После Нижинского такие эпитеты никогда не употреблялись в отношении классического танцовщика, потому что ни один из них не вызывал подобных ощущений со времен «Послеполуденного отдыха Фавна»[16]. В классическом балете эротизм подавлялся, и чувства (до Нуреева) почти никак не передавались. Балет был красивым действом, но не более. Впрочем, даже в ультраклассических, «корсетных» балетах Нуреев умел двигаться так раскрепощенно и при этом так смотрел на свою партнершу, что все ощущали, как он источает истинную чувственность. Эротизм танцовщика подчеркивался и плотно облегающим костюмом с большими вырезами. По большому счету, Нурееву необязательно было танцевать, чтобы обольщать. Ему достаточно было выйти на сцену, пройтись по ней, и все сидящие в зале начинали испытывать волнение.

Солист балета Парижской оперы Микаэль Денар говорил о Нурееве так: «В его танце был эротизм, потому что для него не существовало никаких табу. Он танцевал, как и жил, с огромным сексуальным аппетитом»{148}.

То же подтверждает и Виолетта Верди: «Танцовщик показывает себя таким, каков он есть. Сцена — это место, которое обнажает в наибольшей степени. И мне кажется, что Руди не боялся показать свою сущность, свое я»{149}.

Виолетта Верди заметила однажды, что, наблюдая за танцующим Нуреевым, складывалось впечатление, будто «вы видите великую куртизанку или настоящую мусульманскую шлюху»{150}.

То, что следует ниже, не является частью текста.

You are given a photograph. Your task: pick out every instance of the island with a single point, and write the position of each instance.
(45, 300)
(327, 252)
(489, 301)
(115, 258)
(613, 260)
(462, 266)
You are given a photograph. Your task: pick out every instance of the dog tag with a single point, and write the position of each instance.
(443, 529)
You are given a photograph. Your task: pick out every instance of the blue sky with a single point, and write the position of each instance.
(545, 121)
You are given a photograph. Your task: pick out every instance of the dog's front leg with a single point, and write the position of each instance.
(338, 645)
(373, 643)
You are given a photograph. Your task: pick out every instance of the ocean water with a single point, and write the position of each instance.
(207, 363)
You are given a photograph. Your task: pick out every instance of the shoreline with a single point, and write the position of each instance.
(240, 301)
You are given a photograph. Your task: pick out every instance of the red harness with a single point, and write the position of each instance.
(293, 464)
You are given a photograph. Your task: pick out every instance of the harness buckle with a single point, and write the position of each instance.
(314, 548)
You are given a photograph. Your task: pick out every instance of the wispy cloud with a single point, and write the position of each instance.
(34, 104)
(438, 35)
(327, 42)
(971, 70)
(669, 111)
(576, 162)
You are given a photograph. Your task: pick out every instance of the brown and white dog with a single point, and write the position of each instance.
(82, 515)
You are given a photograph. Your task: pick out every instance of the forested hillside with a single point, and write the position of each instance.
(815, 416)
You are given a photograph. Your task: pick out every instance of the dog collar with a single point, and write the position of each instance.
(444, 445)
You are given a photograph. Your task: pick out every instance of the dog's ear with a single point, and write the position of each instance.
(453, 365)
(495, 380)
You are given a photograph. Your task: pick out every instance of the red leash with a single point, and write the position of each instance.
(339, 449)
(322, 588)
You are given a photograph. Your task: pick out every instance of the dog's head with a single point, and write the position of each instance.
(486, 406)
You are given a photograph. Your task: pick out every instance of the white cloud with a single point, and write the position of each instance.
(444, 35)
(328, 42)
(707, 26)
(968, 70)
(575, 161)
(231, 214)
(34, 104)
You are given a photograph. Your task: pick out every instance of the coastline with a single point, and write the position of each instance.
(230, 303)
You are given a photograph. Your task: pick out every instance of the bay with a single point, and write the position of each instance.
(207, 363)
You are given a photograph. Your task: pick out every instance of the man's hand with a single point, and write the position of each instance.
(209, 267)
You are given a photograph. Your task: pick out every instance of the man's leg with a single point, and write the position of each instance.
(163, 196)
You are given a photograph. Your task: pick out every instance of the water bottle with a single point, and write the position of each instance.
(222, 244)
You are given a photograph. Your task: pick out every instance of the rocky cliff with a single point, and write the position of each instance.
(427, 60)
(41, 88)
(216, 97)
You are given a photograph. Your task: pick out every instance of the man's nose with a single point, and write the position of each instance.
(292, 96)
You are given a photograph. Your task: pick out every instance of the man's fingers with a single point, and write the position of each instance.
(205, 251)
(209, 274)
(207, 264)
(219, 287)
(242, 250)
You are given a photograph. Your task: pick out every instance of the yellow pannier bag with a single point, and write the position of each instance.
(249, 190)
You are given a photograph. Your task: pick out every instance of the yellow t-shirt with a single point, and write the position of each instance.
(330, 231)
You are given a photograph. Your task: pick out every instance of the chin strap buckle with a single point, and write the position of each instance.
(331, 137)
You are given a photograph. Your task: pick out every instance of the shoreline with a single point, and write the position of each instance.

Нуреев танцевал, как женщина или как мужчина? «Что за глупый вопрос!» — скажете вы. Между тем он до сих пор вызывает споры среди истинных поклонников балета. Одни утверждают, что в Нурееве была очень большая женственность, вплоть до изнеженности и вычурной манерности. Другие, напротив, считали, что его танец вызывающе мужественен. Но для большей части публики, думаю, существовала сексуальная двоякость, некое сочетание мужского и женского начала, которое и придавало танцу Нуреева такую оригинальность. Особенно это бросалось в глаза в «Сильфидах» Михаила Фокина. Молодой поэт‑мечтатель в исполнении Нуреева столь далек от всего земного, что ему и в самом деле трудно придать какие‑либо сексуальные признаки.

«Руди — танцовщик, сотканный из такого разнообразия красоты, что вы можете смело сказать: он не имеет пола. Или что он совмещает оба пола, — утверждала Виолетта Верди. — Во всяком случае, он гораздо выше обычного танцовщика‑мужчины. Он создал новый пол, некое танцующее существо. Вы не видите в нем мужчину или женщину, вы видите только танцовщика, великого танцовщика. Нечто вроде фавна или птицы, что‑то дикое и очень красивое»{151}.

Такой комплимент не мог не понравиться Нурееву. Потому что всю свою жизнь он боролся за право мужчин танцевать, как женщина. «Я всегда думал, — говорил Рудольф в 1978 году, — что я обладаю достаточной техникой, достаточной чувственностью и уязвимостью, чтобы заставить мое тело говорить столь же красноречиво, как женщина. Я был уверен, что мужчина тоже может быть столь же экспрессивным и рафинированным и при этом не казаться нелепым. И я это доказал»{152}.

Перейти на страницу:

Все книги серии Мир театра и кино

Похожие книги

Адмирал Советского Союза
Адмирал Советского Союза

Николай Герасимович Кузнецов – адмирал Флота Советского Союза, один из тех, кому мы обязаны победой в Великой Отечественной войне. В 1939 г., по личному указанию Сталина, 34-летний Кузнецов был назначен народным комиссаром ВМФ СССР. Во время войны он входил в Ставку Верховного Главнокомандования, оперативно и энергично руководил флотом. За свои выдающиеся заслуги Н.Г. Кузнецов получил высшее воинское звание на флоте и стал Героем Советского Союза.В своей книге Н.Г. Кузнецов рассказывает о своем боевом пути начиная от Гражданской войны в Испании до окончательного разгрома гитлеровской Германии и поражения милитаристской Японии. Оборона Ханко, Либавы, Таллина, Одессы, Севастополя, Москвы, Ленинграда, Сталинграда, крупнейшие операции флотов на Севере, Балтике и Черном море – все это есть в книге легендарного советского адмирала. Кроме того, он вспоминает о своих встречах с высшими государственными, партийными и военными руководителями СССР, рассказывает о методах и стиле работы И.В. Сталина, Г.К. Жукова и многих других известных деятелей своего времени.Воспоминания впервые выходят в полном виде, ранее они никогда не издавались под одной обложкой.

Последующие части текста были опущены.